Sgt David Webb inside a cave at Wee Jasper.
Photo by Cpl Wade Laube, 1JPAU(P)

By Cpl Wade Laube
Adventurous training is a business built on deception – deceiving people into thinking they are in danger when in reality they’re safe and sound in the hands of a Unit Adventurous Training Leader.

A number of future UATLs were being trained in the ins and outs of caving south of Canberra recently.

Adventurous Training Wing, ARTC, undertook its first UATL course in many months, with the task of preparing three people in the intricacies of caving.

To facilitate the course, soldiers from Holding Pl at Latchford Barracks were brought along for the ride.

Caving as a word, would incite fear in most of us, conjuring connotations of tight spots, dark places, and an easy area to get lost. In reality with a trained supervisor it really isn’t that big a deal.

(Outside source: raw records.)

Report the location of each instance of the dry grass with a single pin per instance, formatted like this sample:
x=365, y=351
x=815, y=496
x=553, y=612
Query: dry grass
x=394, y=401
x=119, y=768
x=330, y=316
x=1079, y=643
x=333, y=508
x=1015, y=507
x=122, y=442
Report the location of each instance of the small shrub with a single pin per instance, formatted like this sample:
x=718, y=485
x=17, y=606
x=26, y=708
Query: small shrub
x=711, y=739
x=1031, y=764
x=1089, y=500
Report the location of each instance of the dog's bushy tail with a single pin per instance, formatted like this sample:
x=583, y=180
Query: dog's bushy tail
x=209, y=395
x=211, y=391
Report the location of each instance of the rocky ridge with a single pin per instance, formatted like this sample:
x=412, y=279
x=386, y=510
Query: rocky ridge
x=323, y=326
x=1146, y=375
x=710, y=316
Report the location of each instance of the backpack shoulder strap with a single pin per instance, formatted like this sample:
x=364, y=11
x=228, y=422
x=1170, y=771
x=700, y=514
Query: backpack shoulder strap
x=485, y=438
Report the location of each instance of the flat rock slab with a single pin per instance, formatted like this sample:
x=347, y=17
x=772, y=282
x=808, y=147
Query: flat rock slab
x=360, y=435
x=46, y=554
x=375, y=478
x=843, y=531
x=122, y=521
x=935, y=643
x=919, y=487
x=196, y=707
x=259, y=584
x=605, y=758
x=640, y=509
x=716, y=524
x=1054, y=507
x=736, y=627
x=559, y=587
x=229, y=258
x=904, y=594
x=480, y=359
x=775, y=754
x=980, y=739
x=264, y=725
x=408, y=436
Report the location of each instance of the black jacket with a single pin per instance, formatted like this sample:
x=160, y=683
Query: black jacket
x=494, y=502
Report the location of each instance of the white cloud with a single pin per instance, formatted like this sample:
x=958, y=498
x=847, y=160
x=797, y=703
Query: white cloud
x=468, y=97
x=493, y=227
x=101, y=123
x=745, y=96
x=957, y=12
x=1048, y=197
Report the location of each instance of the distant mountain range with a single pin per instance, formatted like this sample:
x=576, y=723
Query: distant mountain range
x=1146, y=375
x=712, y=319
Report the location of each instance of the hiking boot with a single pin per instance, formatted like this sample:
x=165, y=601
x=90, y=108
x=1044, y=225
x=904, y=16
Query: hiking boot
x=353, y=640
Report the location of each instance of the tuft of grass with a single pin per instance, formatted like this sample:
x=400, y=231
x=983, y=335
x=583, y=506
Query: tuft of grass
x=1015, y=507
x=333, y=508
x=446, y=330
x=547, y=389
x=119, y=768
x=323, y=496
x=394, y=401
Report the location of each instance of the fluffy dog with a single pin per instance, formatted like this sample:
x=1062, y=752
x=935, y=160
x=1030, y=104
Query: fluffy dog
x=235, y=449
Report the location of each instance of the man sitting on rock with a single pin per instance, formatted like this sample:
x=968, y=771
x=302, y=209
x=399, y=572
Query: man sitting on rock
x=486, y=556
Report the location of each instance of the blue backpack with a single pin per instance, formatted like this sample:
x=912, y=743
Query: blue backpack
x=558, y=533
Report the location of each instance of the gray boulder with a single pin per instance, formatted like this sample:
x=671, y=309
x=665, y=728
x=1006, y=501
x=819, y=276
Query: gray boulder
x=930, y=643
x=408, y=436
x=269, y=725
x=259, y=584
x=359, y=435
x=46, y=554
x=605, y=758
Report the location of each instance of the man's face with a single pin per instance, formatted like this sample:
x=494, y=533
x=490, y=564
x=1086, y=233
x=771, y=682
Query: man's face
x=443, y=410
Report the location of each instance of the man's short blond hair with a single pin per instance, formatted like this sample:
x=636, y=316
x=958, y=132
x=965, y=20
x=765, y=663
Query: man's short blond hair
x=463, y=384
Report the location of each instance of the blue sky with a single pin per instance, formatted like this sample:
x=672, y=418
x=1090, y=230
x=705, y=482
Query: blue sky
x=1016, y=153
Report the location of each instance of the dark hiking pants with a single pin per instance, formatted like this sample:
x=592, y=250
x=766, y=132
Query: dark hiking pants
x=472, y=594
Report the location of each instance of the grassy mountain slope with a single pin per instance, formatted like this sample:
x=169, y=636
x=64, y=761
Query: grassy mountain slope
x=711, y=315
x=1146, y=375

But try telling that to Pte Krystle Lewis fresh out of Kapooka, as she stepped out into nothingness, on an abseil descent into Wee Jasper’s large cave system.

Pinning her hopes on the thin rope connecting her to trees on the surface, she descended into a rocky cavern, its depth totally elusive for the darkness until her feet feel the ground.

“I don’t like being in tight spaces like those. I prefer open spaces or I feel a little claustrophobic,” she said.

“But I had people there who knew what they were doing, and I had the others there encouraging me and guiding me through the caves. So I did it all.